2. The apparent dissociation constants, at 25°C., for sixteen basic local anesthetics are presented for ionic strengths up to µ = 2.0.
3. For each of sixteen basic local anesthetics it is found that the extracellular concentrations of undissociated molecules required to produce 50 percent reduction in the rate of cell division of fertilized Arbacia eggs is independent of the extracellular pH, provided the intracellular pH is held constant. A similar result is obtained for the effect of thirteen basic local anesthetics on the movement of Arbacia larvae. These observations indicate that the basic local anesthetics penetrate these living cells principally, and in most cases entirely, in the form of undissociated molecules.
4. For each of two representative local anesthetics it is found that a partial pressure of carbon dioxide sufficient to increase the cytoplasmic concentration of local anesthetic cations corresponding to a given extracellular concentration of undissociated local anesthetic molecules also increases the anesthetic effectiveness of the substance at each concentration of undissociated molecules. Conversely, a concentration of ammonia sufficient to decrease the cytoplasmic concentration of local anesthetic cations corresponding to a given extracellular concentration of undissociated local anesthetic molecules decreases the anesthetic effectiveness. These results are interpreted to mean that it is the local anesthetic cation, and not the undissociated molecule, which is active inside the cell in producing the anesthetic effect.
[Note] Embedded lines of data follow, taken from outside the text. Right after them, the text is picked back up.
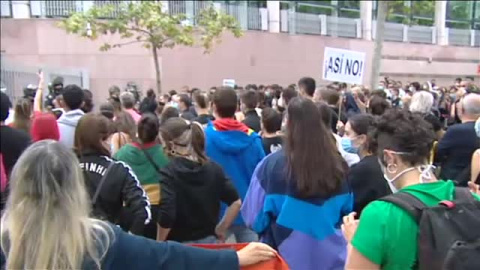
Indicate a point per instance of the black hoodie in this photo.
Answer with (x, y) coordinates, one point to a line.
(121, 187)
(191, 196)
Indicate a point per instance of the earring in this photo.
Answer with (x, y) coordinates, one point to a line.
(392, 168)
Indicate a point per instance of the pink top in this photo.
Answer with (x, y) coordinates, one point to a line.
(134, 115)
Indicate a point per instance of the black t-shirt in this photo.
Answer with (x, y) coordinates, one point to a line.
(191, 196)
(12, 144)
(273, 144)
(367, 182)
(204, 119)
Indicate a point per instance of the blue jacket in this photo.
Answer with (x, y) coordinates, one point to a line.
(306, 232)
(238, 153)
(134, 252)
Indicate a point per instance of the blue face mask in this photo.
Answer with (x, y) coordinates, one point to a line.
(348, 146)
(477, 127)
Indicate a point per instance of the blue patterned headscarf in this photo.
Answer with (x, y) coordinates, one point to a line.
(477, 127)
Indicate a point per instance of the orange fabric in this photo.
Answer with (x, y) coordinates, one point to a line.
(274, 264)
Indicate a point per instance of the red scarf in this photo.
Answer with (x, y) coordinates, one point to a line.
(226, 124)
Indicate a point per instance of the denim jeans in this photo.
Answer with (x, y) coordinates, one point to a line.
(242, 234)
(207, 240)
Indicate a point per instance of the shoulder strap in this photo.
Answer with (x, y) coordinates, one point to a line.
(407, 202)
(150, 159)
(463, 195)
(104, 177)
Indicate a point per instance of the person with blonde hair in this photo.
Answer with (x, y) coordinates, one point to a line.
(22, 117)
(193, 188)
(46, 225)
(112, 185)
(422, 104)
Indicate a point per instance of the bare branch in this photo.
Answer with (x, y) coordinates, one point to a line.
(128, 43)
(136, 29)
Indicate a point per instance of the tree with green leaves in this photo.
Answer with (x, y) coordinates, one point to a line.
(145, 22)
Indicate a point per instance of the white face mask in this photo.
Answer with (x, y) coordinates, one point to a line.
(425, 173)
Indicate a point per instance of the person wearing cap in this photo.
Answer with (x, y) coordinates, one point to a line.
(73, 97)
(12, 144)
(475, 172)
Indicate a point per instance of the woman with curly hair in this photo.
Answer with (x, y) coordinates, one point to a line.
(386, 237)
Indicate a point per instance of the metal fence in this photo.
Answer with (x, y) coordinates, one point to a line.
(15, 77)
(5, 9)
(459, 37)
(61, 8)
(420, 34)
(343, 27)
(307, 24)
(393, 32)
(255, 18)
(476, 36)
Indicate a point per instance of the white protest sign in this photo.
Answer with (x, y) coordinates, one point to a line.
(341, 65)
(229, 82)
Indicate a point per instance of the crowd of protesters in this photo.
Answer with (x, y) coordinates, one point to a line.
(292, 167)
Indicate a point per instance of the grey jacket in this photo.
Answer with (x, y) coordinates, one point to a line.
(67, 124)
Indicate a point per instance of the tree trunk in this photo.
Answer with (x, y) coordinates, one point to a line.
(158, 75)
(377, 52)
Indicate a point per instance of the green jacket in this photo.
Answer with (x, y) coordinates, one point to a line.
(133, 155)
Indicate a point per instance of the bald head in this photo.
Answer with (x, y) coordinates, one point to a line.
(471, 105)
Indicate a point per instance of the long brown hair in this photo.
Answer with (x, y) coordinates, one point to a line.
(23, 112)
(176, 131)
(91, 131)
(314, 163)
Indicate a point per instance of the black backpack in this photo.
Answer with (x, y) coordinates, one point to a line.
(449, 233)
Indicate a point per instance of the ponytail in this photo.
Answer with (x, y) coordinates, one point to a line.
(198, 142)
(180, 133)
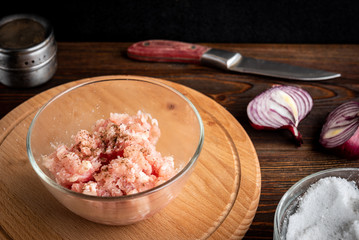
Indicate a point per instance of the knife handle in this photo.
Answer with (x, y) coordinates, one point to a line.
(166, 51)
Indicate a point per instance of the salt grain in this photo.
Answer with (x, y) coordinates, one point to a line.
(328, 210)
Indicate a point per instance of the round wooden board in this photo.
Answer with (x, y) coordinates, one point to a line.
(219, 201)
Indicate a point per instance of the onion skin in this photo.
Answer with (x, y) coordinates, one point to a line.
(345, 116)
(280, 107)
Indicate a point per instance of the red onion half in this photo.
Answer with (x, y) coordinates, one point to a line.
(340, 131)
(280, 107)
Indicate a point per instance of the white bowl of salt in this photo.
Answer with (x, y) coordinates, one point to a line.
(324, 205)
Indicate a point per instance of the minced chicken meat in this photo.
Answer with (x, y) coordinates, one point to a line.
(117, 158)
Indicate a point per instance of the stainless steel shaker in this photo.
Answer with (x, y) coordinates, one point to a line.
(27, 51)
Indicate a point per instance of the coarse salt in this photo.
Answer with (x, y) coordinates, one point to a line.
(328, 210)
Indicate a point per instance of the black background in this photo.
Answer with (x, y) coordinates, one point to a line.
(222, 21)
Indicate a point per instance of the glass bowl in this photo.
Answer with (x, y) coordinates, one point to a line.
(78, 108)
(289, 202)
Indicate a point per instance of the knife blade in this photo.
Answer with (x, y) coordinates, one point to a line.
(174, 51)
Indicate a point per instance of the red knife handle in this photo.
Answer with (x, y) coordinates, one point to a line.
(166, 51)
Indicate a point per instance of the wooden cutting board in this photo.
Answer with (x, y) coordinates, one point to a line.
(219, 201)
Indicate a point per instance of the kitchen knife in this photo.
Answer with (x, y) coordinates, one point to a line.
(174, 51)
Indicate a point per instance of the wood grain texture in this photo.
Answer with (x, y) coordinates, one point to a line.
(282, 164)
(219, 201)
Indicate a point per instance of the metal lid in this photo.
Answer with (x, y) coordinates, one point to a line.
(26, 42)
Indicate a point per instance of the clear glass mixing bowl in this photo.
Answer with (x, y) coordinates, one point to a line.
(78, 108)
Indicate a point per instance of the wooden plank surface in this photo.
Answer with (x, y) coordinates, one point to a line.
(282, 164)
(219, 202)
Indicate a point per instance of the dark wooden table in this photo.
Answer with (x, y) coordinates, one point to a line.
(282, 163)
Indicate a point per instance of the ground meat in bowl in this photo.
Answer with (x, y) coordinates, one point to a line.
(118, 157)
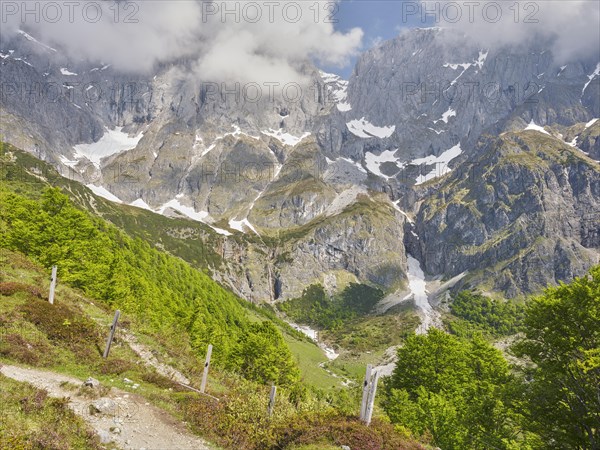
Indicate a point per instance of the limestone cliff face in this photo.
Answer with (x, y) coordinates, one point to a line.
(301, 192)
(523, 214)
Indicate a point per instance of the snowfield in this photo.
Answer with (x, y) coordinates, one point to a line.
(112, 142)
(364, 129)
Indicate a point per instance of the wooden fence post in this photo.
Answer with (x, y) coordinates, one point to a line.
(272, 400)
(111, 335)
(206, 366)
(371, 401)
(363, 403)
(52, 285)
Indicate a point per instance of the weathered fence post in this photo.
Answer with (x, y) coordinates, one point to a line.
(371, 401)
(272, 400)
(111, 335)
(363, 403)
(206, 366)
(52, 285)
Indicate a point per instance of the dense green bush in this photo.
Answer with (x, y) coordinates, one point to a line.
(496, 317)
(161, 290)
(460, 392)
(315, 307)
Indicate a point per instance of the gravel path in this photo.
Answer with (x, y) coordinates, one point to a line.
(126, 419)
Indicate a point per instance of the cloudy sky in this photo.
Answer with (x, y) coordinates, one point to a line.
(261, 41)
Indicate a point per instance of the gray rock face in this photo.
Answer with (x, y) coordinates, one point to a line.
(302, 189)
(523, 215)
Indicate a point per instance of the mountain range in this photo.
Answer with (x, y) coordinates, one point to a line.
(483, 164)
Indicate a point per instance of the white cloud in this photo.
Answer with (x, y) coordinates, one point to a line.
(221, 47)
(572, 27)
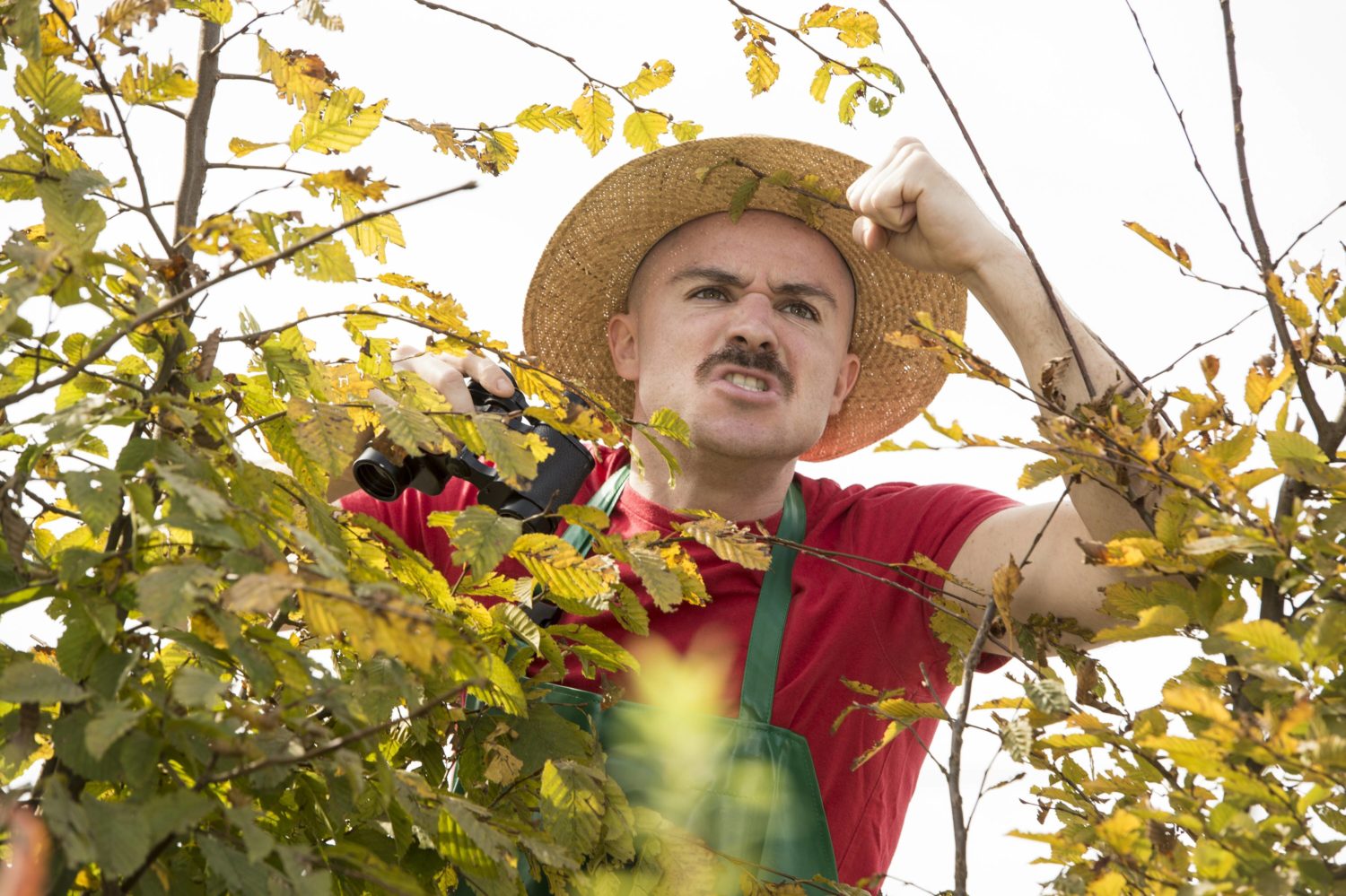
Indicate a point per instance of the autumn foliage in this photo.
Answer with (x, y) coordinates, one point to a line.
(260, 693)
5. Since the intracellular pH of living cells is in general much lower than that of their normal suspension medium (5), the equilibrium concentration of local anesthetic cations inside the cell, and the equilibrium concentration of total local anesthetic inside the cell are greatly in excess of those outside the cell.
It is suggested that one factor which tends to make basic anesthetics local anesthetics is that cells at the site of application require so large an amount of anesthetic to satisfy the laws of membrane penetration that relatively little anesthetic is left for production of a generalized anesthesia.
A second factor tending to make basic anesthetics local anesthetics is the extraordinary tendency of the anesthetic cations to escape from solution in intracellular aqueous phases into a state of adsorption on, or combination with, cellular constituents. Experimental data bearing on this point will be presented in more detail in subsequent publications.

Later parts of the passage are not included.